L'initiation de Kaydara comportera trois phases bien distinctes :

La première est toute entière contenue dans la quête des voyageurs au pays des nains. Itinéraire plein d'épreuves où leur apparaissent des êtres « chargés » d'une signification qui leur échappe : le caméléon, la chauve-souris, le scorpion, la mare aux serpents, le bouc lubrique, les trois puits ... autant de symboles dont Kaydara détient la clé, autant de « degrés » dans l'initiation que l'adepte doit franchir; l'obéissance aveugle est exigée et toute question reste momentanément sans réponse; « c'est le mystère de Kaydara », « le secret qui n'appartient qu'à Kaydara ».
Ce voyage sous la terre symbolise la pénétration dans le domaine ésotérique tandis que l'espace aérien et céleste est le domaine de l'exotérisme.
La première phase se termine avec la rencontre de Kaydara et la récompense de l'effort par le don des neuf bœufs chargés d'or. Mais Kaydara donnera l'or, point encore la connaissance. La deuxième phase décrira le retour des voyageurs vers la surface de la terre; et durant cette seconde période d'épreuves, leur comportement déterminera leur destin; car l'or acquis si péniblement est ambigu; il peut servir à la conquête de la richesse, de la puissance ou du savoir. Les deux compagnons de Hammadi, obnubilés par leur récente fortune, perdront toute prudence et leur avidité leur fera violer les interdits. Ils y perdront la vie.
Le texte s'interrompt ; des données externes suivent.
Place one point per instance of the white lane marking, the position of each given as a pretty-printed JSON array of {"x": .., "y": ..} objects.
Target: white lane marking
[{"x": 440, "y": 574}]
Ainsi l'or sera devenu la cause même de leur perte.
Seul Hammadi garde sa tête froide et, se souvenant que « l'or n'est que le socle du savoir », il songera à l'utiliser pour acquérir la sagesse. Son attitude pleine d'attention et de respect envers ceux qu'il devine être les détenteurs des secrets essentiels lui vaudra de devenir, sans l'avoir cherché, riche et puissant, le roi même de son pays.
Mais l'histoire ne se termine pas sur cette fin merveilleuse un peu enfantine. L'initiation n'est pas accomplie. Et Hammadi, au lieu de s'embourgeoiser dans un bonheur facile, reste distant de sa situation et de son rôle, et toujours anxieux de rencontrer l'initiateur ultime qui lui révélera les symboles de Kaydara.
Il vient un jour à lui, sous une forme dérisoire selon son habitude. Tout de suite, Hammadi pressent le Maître et le reçoit avec toute la déférence nécessaire. Le mendiant est Kaydara lui-même et, cette fois, il dévoilera au disciple persévérant et méritant le sens des symboles du pays des génies-nains. Hammadi connaîtra enfin la vraie joie.
On ne peut, au cours de cette première approche, extraire tout le suc de ce récit pular/fulfulde. C'est qu'il dépasse infiniment son anecdote !
Tout d'abord, dans son mode de déroulement, c'est une pédagogie experte que l'on saisit toute vivante, en action. Il ne reste plus qu'à en tirer la théorie. Est-il ensuite nécessaire de détailler la richesse du contenu ? Ce serait fort long car s'y superposent savamment toute une éthique à la fois très pullo et universelle, sociale et personnelle; une typologie originale des caractères ou tempéraments, une initiation au langage symbolique des esprits de la nature. Enfin, en contrepoint, la constante référence à une cosmogonie ésotérique, accessible aux seuls « mentons-velus et talonsrugueux », nous fait entrevoir ces « réalités supérieures » 11 dont l'importance échappe au commun des hommes.
Ce récit initiatique est donc si mystique et si philosophique qu'on se sent un peu confus d'attirer l'attention sur sa beauté formelle. Est-il sérieux de parler de littérature lorsqu'on se penche sur les abysses de la Weltanschauung africaine ?
Cependant, on ne peut décemment passer sous silence la poésie délicate qui passe comme un fil d'or tout le long de la trame du récit et le fait scintiller du feu de ses images et de ses rythmes. C'est elle qui en fait un « conte agréable à écouter ».
Aussi, plutôt que de dire, comme c'est devenu l'usage, que la poésie, voire l'esthétique africaine, sont fonctionnelles donc purement utilitaires, préférerionsnous inverser les termes de ce raisonnement et suggérer qu'en Afrique, « le bel agir » et le grand savoir sont inséparables du beau langage.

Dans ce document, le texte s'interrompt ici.